Geneva: The UN refugee agency says it has flown aid to Somalia's capital for the first time in five years as people continue to arrive from famine-hit parts of the country.
And Turkey sent Monday two cargo planes of humanitarian aid to famine hit Somalia, Anatolia news agency reported
A spokesman for the UN High Commissioner for Refugees says an Ilyushin IL-62 cargo plane landed in Mogadishu early afternoon Monday carrying 31 metric tons of shelter materials.
Andrej Mahecic says further flights will follow in the coming days.
He told The Associated Press on Monday that aid deliveries by land and sea were too slow to cope with the dramatic influx of Somalis to Mogadishu.
UNHCR says some 100,000 people have fled to the capital in the past two months.
The UN estimates that tens of thousands of people have died of malnutrition in Somalia in recent months.
Turkey flies in aid
Fifty tonnes of aid material are expected to assist some 1,500 families for one month, Turkey's Anatolia news agency reported.

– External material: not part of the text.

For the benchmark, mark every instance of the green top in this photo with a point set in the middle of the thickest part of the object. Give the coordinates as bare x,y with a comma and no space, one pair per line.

Ten tonnes of medicine and medical equipment were included in the aid, the agency quoted health minister Recep Akdag as saying.
The United Nations last month declared famine in two areas of southern Somalia, as the world slowly mobilised to help 12 million people battling hunger in the region's worst drought in 60 years.
Tens of thousands have died.
Parts of Kenya, Uganda, Ethiopia and Djibouti are also hit by drought.